2.11. TUNEL Staining of Tumor Tissue

To investigate the apoptosis of cancer cells in vivo, tumor tissue sections (10 μm) were prepared according to the manufacturer’s instructions (Beyotime Institute of Biotechnology, Shanghai, China) and stained with a TUNEL BrightGreen Apoptosis Detection Kit (A112-01; Vazyme, China). Images were obtained using a fluorescence microscope (ApoTome.2; Zeiss, Germany). TUNEL-positive cells were counted under the microscope. The apoptosis index was defined by the percentage of TUNEL-positive cells among the total cells of each sample.

2.12. Bacterial Distribution in Tumor Tissue

The bacterial colonization of tumor tissues was determined as described previously (Jia et al., 2017). Briefly, C57BL/6 female mice (7–8-weeks-old) were inoculated s.c. with 5 × 105 B16F10 cells at day 0 as described above.

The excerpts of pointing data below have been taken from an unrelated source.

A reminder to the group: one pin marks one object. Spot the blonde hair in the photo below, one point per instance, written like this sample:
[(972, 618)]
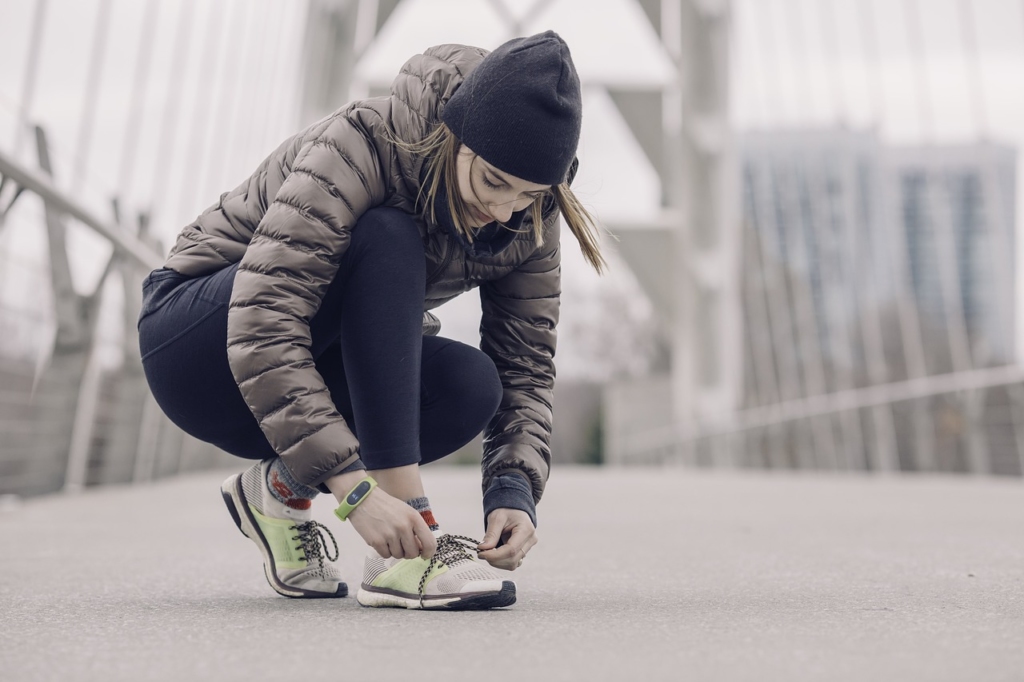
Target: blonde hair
[(440, 148)]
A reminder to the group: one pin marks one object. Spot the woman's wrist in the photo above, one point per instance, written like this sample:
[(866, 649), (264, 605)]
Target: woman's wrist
[(342, 483)]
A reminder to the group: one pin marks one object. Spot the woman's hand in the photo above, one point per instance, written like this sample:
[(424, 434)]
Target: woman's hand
[(392, 527), (516, 534)]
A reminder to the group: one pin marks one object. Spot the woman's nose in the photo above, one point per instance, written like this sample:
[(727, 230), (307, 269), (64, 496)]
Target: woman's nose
[(501, 212)]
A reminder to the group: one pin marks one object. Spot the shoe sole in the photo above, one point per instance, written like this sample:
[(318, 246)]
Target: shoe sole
[(379, 598), (238, 507)]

Tumor-bearing mice (n = 6 per group) were treated with LM alone and LM plus the CQ group on days 7 and 14. The tumor tissues were weighed and homogenized on day 1 and day 3 after each treatment with LM. The bacterial numbers were determined by plating the cell suspensions on BHI agar after incubation overnight at 37 °C and dividing them by the weight of the tissue (CFU/g tissue).

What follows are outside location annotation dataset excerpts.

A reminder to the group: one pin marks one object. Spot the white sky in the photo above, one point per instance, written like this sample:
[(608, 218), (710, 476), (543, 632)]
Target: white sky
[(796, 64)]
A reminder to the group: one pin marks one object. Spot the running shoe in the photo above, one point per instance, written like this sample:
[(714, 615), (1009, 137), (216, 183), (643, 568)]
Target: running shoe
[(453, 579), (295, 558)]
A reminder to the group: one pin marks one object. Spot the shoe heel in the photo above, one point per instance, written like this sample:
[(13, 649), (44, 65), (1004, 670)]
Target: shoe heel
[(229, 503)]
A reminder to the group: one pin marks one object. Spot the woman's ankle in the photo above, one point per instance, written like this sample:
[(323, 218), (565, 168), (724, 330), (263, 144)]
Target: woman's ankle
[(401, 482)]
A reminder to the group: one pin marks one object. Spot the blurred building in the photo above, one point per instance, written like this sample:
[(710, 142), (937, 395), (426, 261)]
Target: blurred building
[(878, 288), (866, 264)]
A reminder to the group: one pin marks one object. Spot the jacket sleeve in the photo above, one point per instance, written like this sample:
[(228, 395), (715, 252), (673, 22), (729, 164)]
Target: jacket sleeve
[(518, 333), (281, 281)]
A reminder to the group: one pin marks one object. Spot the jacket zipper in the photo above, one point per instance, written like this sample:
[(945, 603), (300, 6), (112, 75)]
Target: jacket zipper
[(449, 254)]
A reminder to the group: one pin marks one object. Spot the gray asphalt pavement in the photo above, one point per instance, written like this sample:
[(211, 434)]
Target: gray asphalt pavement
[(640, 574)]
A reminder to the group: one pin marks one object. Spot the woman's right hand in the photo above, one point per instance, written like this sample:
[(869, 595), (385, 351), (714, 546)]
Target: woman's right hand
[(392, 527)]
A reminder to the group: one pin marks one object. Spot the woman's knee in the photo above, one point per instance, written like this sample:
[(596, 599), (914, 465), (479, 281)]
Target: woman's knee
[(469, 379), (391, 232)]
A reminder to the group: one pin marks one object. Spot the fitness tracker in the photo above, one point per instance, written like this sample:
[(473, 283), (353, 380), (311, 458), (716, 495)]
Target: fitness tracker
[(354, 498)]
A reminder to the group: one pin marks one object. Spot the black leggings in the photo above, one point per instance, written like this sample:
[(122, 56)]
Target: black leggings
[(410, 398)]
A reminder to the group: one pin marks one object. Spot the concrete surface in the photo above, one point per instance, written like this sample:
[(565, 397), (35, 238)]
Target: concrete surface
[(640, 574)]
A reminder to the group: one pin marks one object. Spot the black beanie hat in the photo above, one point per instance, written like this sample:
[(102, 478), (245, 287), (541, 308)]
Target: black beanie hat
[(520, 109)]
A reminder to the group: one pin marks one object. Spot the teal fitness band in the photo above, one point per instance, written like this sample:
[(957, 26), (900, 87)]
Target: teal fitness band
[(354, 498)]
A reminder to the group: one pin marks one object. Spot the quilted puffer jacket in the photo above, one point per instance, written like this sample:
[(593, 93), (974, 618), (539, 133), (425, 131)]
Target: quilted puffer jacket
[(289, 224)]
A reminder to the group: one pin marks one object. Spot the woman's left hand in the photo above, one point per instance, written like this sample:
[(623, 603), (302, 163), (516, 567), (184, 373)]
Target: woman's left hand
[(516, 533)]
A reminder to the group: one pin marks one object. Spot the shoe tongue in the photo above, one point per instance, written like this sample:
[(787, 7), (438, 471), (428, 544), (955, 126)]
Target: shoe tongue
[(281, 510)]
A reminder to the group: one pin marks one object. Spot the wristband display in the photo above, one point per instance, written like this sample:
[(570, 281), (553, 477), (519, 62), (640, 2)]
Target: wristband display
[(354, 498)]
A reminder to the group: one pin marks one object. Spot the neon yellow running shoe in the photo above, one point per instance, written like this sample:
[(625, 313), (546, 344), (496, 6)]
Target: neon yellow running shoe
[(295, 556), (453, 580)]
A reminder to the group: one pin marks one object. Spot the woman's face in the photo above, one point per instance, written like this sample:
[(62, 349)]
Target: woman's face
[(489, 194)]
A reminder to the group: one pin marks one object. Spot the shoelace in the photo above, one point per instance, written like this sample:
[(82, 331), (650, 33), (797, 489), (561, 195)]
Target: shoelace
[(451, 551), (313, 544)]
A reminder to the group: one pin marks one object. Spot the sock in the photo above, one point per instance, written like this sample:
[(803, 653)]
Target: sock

2.13. Statistical Analysis

Statistical analysis for the in vitro and in vivo experiments was carried out using GraphPad Prism Software (GraphPad Software Inc., La Jolla, CA, USA). Student’s t-test and one-way ANOVA were used for the analysis of comparisons between groups. Three levels of significance (* p < 0.05, ** p < 0.01, *** p < 0.001) were used.

3. Results

3.1. LM Induced Autophagy in B16F10 Melanoma Cells

The transformation of LC3 (LC3-I) to its autophagosomal-associating form (LC3-II), a classical marker of autophagy, indicated autophagosome formation. To determine whether LM induced autophagy in B16F10 melanoma cells, we first measured the conversion of LC3-I to lipidated LC3-II in LM-infected cells. As seen in Figure 1A, there was obvious transformation of LC3-I to LC3-II in B16F10 cells infected with LM. The ratio of LC3-II to LC3-I in LM-infected cells was significantly higher than in uninfected cells in a time-dependent manner. To determine whether LM induced an increase in autophagy-related gene expression in B16F10 cells, we detected the relative expression of Atg3, Atg5, Beclin-1, and p62 mRNA at 4 h post-infection by real-time PCR. LM infection induced the expression of autophagy-related genes in the B16F10 cells, and the relative expression levels of Atg3, Atg5, and Beclin-1 were higher than in the uninfected group. However, the relative expression of p62 was lower than that of the control group (Figure 1B). To further investigate whether LM induced autophagy, B16F10 cells were infected with the adenovirus GFP-RFP-LC3 followed by infection with LM. A greater accumulation of autophagosomes was observed in LM-infected cells, while few autophagy features were observed in control cells (Figure 1C). To further determine whether LM infection induced autophagosome formation in B16F10 cells, TEM, a standard technique for resolving autophagosomes at the nanometer level, was used to evaluate the accumulation of autophagosomes. In LM-infected cells, partially degraded material could be seen within the autophagic vacuoles, while no similar vesicles were observed in uninfected cells. Therefore, autophagosome formation is consistent with the accumulation of LC3 puncta (Figure 1D).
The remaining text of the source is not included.